I Origins is divisive. Even the statistics bear that out: go to the (admittedly specious) Rotten Tomatoes website, and you’ll find that exactly 50 percent of critics have given it positive marks — battle lines are being drawn around it as we speak. You can count me in the pro-Cahill camp, but identifying which uniform I’m wearing isn’t our focus today. What I’m interested in is hearing director Mike Cahill and star Michael Pitt respond to the idea that their work is egregiously self-serious.
First, let’s pour some context into the suggestion that negative reviews for the film have been particularly aggressive. Our own Tomris Laffly volunteered that it “will give you many reasons to hate its guts (hipster scientists, anyone?).” Grantland’s Wesley Morris wrote, in his own mixed piece, that the film “skates on a rigorously pretentious lake of pseudo-science.” The Village Voice’s Calum Marsh grouped it alongside other “Serious Intellectual Films” (like Donnie Darko) and suggested you’ll like it if “you are a serious person who only has time for serious films.” A.O. Scott, in the Times, may have landed the curtest strike. “It may blow your mind,” he wrote, “but only if you’re not in the habit of using it.”
What say the filmmakers to this kind of charge? While interviewing Cahill and Pitt for another outlet, I found myself broaching the subject. And while I stopped short of quoting the aforementioned reviews to them (for one thing, they don’t represent my opinion on the film, and for another, it was way too early in the morning to ask people to respond to negative reviews), I did ask them to discuss the danger of lapsing into “strained seriousness” in I Origins. Their response – and thus, in an indirect sense, their counterpoint to these criticisms – led us through a discussion that spanned from Blade Runner to “post-postmodernism” and David Foster Wallace. That counterpoint, copied below, show us two men who are well aware that they’re fostering hostile responses from some, and who seemingly plan to continue doing so, unfazed.
MovieMezzanine.com: We were talking earlier about “strained seriousness” in movies with lofty themes. You mentioned after the screening last night that your movies look to ask (but not answer) “the big questions in life.” In terms of craft, how do you aim to keep a film like this from seeming portentious? Or is that not even a concern in your mind?
Michael Pitt: I think that you got to keep it in your mind. That’s something that [Cahill] always has in his mind. He always kept himself honest. Anyone who’s good, that’s what you’re doing.
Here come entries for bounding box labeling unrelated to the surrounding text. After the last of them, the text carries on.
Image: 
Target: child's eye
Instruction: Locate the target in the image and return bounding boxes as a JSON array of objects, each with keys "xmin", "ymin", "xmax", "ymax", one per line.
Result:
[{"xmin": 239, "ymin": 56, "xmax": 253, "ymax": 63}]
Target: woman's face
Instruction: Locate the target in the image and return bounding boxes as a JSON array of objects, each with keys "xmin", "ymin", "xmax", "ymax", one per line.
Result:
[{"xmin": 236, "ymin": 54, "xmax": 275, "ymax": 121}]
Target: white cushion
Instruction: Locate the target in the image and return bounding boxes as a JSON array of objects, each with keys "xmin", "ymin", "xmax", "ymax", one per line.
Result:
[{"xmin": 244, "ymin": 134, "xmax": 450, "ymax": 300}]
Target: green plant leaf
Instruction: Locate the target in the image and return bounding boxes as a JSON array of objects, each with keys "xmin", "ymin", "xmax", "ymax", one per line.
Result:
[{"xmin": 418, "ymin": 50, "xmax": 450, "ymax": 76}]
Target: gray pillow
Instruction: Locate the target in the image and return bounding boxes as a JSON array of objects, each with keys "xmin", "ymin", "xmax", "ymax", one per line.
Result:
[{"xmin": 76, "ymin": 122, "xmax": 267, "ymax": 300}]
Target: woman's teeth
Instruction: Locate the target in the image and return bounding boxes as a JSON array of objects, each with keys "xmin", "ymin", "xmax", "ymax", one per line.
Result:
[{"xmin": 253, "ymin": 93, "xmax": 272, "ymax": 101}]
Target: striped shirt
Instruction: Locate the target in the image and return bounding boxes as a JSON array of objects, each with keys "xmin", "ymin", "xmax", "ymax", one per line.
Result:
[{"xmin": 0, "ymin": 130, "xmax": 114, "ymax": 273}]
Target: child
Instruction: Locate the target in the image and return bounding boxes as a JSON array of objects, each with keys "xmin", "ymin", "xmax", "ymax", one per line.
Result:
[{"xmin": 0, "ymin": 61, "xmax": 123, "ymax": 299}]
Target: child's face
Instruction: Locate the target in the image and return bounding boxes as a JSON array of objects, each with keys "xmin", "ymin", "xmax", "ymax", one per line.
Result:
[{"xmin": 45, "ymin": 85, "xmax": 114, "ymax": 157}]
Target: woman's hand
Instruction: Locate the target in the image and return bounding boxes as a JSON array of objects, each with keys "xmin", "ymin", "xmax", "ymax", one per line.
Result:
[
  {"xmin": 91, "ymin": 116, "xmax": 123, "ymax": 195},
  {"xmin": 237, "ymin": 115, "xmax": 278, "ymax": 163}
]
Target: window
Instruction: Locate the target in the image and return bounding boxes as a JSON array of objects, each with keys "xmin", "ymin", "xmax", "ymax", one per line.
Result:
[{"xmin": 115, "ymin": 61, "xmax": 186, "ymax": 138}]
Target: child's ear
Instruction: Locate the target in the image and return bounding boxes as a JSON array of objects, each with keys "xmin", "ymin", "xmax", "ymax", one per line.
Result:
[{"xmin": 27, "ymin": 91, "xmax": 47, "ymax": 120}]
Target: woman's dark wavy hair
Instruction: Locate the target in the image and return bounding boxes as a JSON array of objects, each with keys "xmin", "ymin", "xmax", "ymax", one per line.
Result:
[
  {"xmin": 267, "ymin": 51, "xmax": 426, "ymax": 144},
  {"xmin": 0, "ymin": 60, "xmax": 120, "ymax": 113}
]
You’re keeping on top of yourself — “Am I going too far?”
Mike Cahill: You have to be aware of where that line [of strained seriousness] is. Then you step your feet over it. Then you come back to where the line is. And dance right the fuck up to it.
MM: So toeing the line – pushing seriousness so far that it almost becomes silly – is something you’re conscious of?
Cahill: One hundred percent.
MM: And why do things that way?
Cahill: Because it’s post-postmodern.
MM: Tell me about that.
Cahill: Postmodernism is ironic and cynical; it started off as pastiche and collage, and quite wonderfully so. There’s Blade Runner [that fits into that category,] and a lot of other great films from that era. But earnestness, sincerity, universals – all those [qualities] were rejected. There’s no space for those in the realm of post-modernism. And we’re doing a disservice to the mass population to not allow for those qualities.
MM: So not to put words in your mouth, but it sounds like a David Foster Wallace / “New Sincerity” thing?
Cahill: It is a Foster Wallace “New Sincerity” kind of thing. Which is grand. And wonderful. I appreciate that [style of working.] I like when artists are doing that. They’re out there. They’re all over the place.
MM: But you think most filmmakers are speaking with air quotes around the topics they’re talking about, then?
Cahill: Precisely.
Pitt: It’s becoming such a copout. We live in this place where everyone’s scared to be real.
MM: Do you see that in movies you’ve worked in, or that you watch, or …
Pitt: I see it in society. I see it in movies, I see it in music. Everyone wants to be ironic. And there are aspects of that [ironic distance] that I do love. But I think it takes a brave person to say, “This is something that I think is important.”
MM: “This topic is interesting, and I’m going to dig into it, and if you don’t like it then you can go fuck yourself?”
Cahill: Not to put words in our mouth or anything [laughs].
Pitt: See, that is how I would put it.